Por supuesto, y queremos recalcarlo, no se trata de prejuzgar en ningún sentido la decisión que tomen los letrados del Estado en el asunto que nos ocupa, que no dudamos será adoptada a su mejor saber y entender, pero sí advertir de que las afirmaciones públicas y reiteradas, sin el menor decoro, de los representantes de ERC, en las que se exige «un gesto» de la Abogacía General del Estado que favorezca a su correligionario encarcelado, son percibidas por la mayor parte de la opinión pública en el sentido que queremos denunciar.
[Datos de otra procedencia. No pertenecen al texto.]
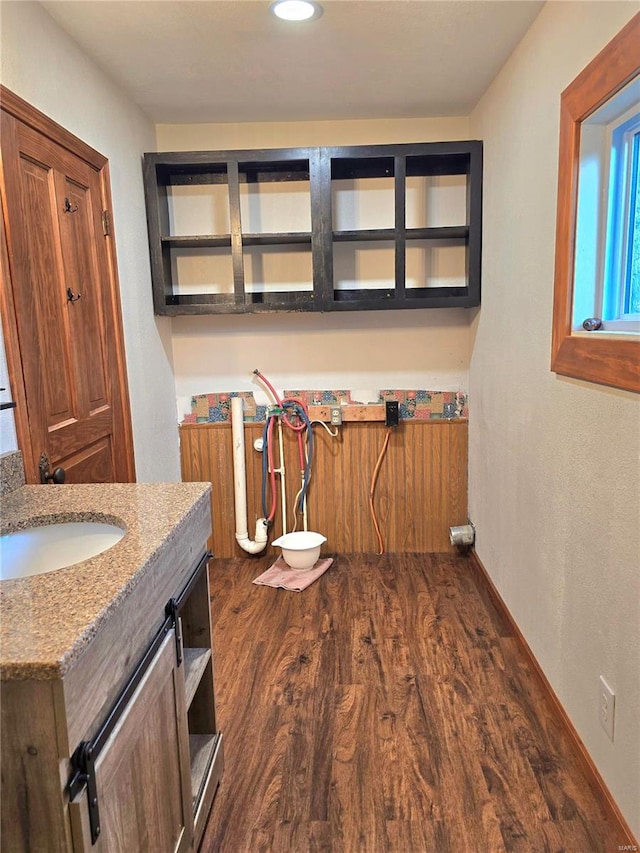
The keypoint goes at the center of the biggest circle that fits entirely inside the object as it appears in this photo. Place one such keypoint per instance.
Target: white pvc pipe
(283, 485)
(240, 486)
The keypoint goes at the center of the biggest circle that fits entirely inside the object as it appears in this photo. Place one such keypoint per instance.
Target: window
(598, 224)
(607, 257)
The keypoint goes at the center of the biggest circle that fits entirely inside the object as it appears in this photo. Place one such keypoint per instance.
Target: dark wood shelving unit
(231, 265)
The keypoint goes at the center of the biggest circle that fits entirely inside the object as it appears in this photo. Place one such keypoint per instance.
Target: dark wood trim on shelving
(318, 166)
(591, 772)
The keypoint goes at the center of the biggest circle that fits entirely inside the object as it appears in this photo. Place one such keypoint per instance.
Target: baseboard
(594, 778)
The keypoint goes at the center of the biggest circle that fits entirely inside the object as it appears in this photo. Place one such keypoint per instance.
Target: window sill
(610, 359)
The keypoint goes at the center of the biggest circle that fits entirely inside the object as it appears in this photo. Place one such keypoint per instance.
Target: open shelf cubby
(315, 229)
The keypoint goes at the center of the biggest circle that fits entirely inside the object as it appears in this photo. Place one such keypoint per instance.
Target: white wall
(554, 478)
(377, 349)
(44, 66)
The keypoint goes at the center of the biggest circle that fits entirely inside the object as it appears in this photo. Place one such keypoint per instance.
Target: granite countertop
(47, 620)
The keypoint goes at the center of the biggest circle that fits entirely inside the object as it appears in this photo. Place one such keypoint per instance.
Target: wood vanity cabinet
(146, 777)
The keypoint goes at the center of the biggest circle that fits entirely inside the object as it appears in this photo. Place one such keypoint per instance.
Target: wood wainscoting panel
(420, 492)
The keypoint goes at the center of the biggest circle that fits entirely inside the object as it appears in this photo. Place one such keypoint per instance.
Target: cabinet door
(143, 772)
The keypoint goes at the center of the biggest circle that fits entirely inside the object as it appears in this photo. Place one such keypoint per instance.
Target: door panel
(143, 771)
(40, 305)
(64, 307)
(92, 464)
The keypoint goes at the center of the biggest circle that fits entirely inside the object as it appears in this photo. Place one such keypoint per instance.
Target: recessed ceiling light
(296, 10)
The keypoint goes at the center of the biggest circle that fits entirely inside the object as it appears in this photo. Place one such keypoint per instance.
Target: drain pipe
(240, 486)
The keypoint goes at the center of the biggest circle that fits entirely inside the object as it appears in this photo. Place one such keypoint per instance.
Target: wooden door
(61, 303)
(143, 776)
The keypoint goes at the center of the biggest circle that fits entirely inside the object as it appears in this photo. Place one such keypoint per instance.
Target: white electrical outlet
(606, 707)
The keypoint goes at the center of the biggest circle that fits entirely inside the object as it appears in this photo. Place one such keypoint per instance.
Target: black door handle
(46, 476)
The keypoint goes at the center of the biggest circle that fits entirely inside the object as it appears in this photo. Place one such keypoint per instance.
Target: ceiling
(222, 61)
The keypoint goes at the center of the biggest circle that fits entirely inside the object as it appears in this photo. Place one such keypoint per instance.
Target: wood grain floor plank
(386, 709)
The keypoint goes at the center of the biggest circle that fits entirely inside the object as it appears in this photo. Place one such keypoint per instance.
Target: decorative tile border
(416, 405)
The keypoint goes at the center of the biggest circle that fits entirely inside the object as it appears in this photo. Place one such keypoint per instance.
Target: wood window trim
(600, 359)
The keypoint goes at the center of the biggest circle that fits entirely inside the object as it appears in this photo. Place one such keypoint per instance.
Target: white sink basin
(38, 550)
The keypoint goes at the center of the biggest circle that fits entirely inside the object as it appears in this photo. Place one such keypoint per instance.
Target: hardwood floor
(386, 709)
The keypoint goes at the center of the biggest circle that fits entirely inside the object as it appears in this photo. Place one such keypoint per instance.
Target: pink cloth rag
(281, 575)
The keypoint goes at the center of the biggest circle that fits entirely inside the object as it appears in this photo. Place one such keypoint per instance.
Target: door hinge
(171, 612)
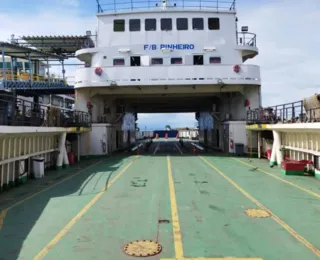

Más aún, si se tiene en cuenta el precedente de la destitución del jefe de la sección Penal, Edmundo Bal, tras negarse a cambiar la calificación del delito de rebelión por el de sedición en el procedimiento acusatorio contra los responsables de la intentona golpista en Cataluña. Que, luego, el Tribunal Supremo se inclinara en la sentencia por aplicar el nuevo criterio de la Abogacía del Estado no empece para que se haya instalado una cierta desconfianza entre los ciudadanos ante lo que, por las apariencias, consideran una intromisión del Ejecutivo en el Poder Judicial. Especie no sólo abonada por las desafortunadas intervenciones de la vicepresidenta en funciones, Carmen Calvo, sino por el retraso en presentar el escrito de alegaciones solicitado por el tribunal juzgador, que, sin embrago, ya tiene en su poder las de las demás partes de la causa: Fiscalía, acusación popular y defensa.

No entendemos las dificultades que puedan atravesar los letrados del Estado ante un caso tan flagrante, que a la fiscalía le llevó sólo unas horas tomar posición, a menos que se intente, como exige ERC para facilitar la investidura del candidato socialista, encajar una interpretación política en una causa penal. Entre otras cuestiones, porque el dictamen prejudicial del Tribunal de Justicia Europeo, que no es vinculante, sobre la inmunidad de Oriol Junqueras, no causa efectos ante el hecho de una sentencia firme de culpabilidad dictada por parte del Supremo. Así lo entiende la Fiscalía, que demanda, además, que se levante la suspensión de la pena accesoria de inhabilitación al dirigente separatista condenado, y así lo percibe, también, la mayor parte de la sociedad española.